Should I feign surprise?

Postfeminism sucks

April 5, 2009 § 6 Comments

The problem with political ideas like feminism is that you are not allowed sometimes to say the truth. In Germany we have lots of older, very famous feminists. And it is not allowed for me as a young feminist to say that women are masochistic. I am and all my female friends are. We stand in front of the mirror, we are naked, and we feel ugly as fuck. We see everything as wrong. We try and fight our body to become prettier and work on it. It’s not at all free and self-confident. I don’t want it to be like that, but I see that it is.

–Charlotte Roche, on her novel Wetlands

Meme, Episode Five

February 4, 2008 § 2 Comments

I have been beaten up exactly once in my life, an event which of course occurred in middle school.  A gangly, buck-toothed WASP named Emily Thompson had surmised that I was in love with her equally WASPy boyfriend Chris, in spite of the fact that I plainly had a crush on a recent Russian émigré named Peter.  Nevertheless, Emily marshaled a group of our fellow homeroom students, Chris included, to ambush me as I was leaving school, ostensibly to teach me a lesson in heteronormative etiquette. 

I dimly remember being surrounded by the group and pushed to the ground, where I was punched and kicked repeatedly before having a discarded grapefruit rind shoved into my face.  Infinitely more clearly, I remember the gritty taste of the rind, my determination not to cry, and then, after they had all left, to walk home with some semblance of dignity.

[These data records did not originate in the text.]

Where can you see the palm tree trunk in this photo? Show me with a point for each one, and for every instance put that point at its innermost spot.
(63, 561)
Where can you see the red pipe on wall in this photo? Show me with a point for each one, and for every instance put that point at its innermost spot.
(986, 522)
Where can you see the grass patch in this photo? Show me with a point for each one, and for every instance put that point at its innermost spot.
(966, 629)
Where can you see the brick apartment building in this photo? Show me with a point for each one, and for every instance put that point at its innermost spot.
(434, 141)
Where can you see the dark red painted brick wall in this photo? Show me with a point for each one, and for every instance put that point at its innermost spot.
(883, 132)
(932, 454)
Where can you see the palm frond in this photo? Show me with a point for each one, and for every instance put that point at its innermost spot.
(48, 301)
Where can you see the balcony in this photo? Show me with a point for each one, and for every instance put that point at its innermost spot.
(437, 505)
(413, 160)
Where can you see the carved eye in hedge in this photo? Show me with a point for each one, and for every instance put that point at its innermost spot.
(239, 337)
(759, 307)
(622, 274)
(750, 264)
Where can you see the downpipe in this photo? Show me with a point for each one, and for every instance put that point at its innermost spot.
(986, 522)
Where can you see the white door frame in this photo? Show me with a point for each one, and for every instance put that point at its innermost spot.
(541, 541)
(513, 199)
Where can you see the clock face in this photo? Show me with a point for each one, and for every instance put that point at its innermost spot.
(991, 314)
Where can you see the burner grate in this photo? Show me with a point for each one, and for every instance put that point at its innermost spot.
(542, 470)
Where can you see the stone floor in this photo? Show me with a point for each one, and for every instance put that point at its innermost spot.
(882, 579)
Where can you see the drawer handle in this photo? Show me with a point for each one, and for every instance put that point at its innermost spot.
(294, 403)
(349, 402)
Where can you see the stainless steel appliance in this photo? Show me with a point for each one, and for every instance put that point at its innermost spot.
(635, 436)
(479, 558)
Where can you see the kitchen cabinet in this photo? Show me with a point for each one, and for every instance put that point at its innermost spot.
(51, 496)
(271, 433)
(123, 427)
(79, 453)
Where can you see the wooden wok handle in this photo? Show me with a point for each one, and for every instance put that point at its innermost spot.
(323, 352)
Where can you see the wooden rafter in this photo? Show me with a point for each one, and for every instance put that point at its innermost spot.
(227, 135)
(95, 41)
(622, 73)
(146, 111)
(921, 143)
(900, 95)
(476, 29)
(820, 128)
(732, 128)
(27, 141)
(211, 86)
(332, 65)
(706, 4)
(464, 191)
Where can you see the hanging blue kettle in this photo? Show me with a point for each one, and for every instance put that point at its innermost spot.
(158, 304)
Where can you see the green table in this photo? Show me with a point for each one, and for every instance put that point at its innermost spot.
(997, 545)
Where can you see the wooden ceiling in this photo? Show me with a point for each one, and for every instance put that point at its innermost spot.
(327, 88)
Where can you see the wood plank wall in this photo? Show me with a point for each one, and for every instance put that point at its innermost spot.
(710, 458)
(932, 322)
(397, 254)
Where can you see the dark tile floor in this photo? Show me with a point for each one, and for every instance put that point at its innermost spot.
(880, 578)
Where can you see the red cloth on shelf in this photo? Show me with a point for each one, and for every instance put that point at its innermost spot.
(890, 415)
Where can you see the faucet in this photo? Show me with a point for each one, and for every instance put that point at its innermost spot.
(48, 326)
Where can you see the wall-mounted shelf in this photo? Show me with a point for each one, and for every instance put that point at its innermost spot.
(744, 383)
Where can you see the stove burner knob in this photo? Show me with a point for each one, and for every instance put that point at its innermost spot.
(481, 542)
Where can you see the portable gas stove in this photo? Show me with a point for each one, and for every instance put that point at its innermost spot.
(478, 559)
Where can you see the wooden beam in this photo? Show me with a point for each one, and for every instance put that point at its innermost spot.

When I got home, I told the Albanian rocker chicks what had happened to me and they exploded into a storm of curses and twitchy switchblade-flicking.  Lucy asked me to describe my attackers and I did, gladly, lavishing detail on Emily’s braces and short brown pigtails, which were kept in place with pink beaded hair elastics.  Satisfied that they had all the information they needed, the Albanian rocker chicks assured me that Emily would get her due and then disappeared into their parents’ houses.

I have often tried to imagine what happened the next day.  Although I secretly yearned for a massacre of blood and hair and teeth, more likely, the Albanian rocker chicks accosted Emily at lunchtime, swearing and flicking to great effect but doing little more.  Whatever transpired, when I saw Emily after school she apologized to me, solemnly, almost nervously, as though she was trying very hard to do it right.  I politely accepted her apology, knowing full well that it would never have been given if she wasn’t afraid.

That summer, I decided to audition for art school.  And yes, that is her real name.

Meme, Episode Three

January 31, 2008 § 6 Comments

I drank my first beer with a gang of Albanian rocker chicks who lived on my street.  There were four of them, all older than me and impossibly cool in their black-and-white Led Zeppelin rock shirts and skin-tight Road Runner jeans.  One of them, Lucy, carried a small silver switchblade which she said she used in fights, a claim I wasn’t sure I believed but was impressed by anyway.

I liked the Albanian rocker chicks and was captivated by their swaggering take on femininity, which couldn’t have been further removed from the polite Canadian version I encountered each day at school.  Years later, after I joined my first band, I would try to summon their spirit in the taut moments before walking onstage, and although I invariably failed in my attempts it gave me just enough courage to be there at all.  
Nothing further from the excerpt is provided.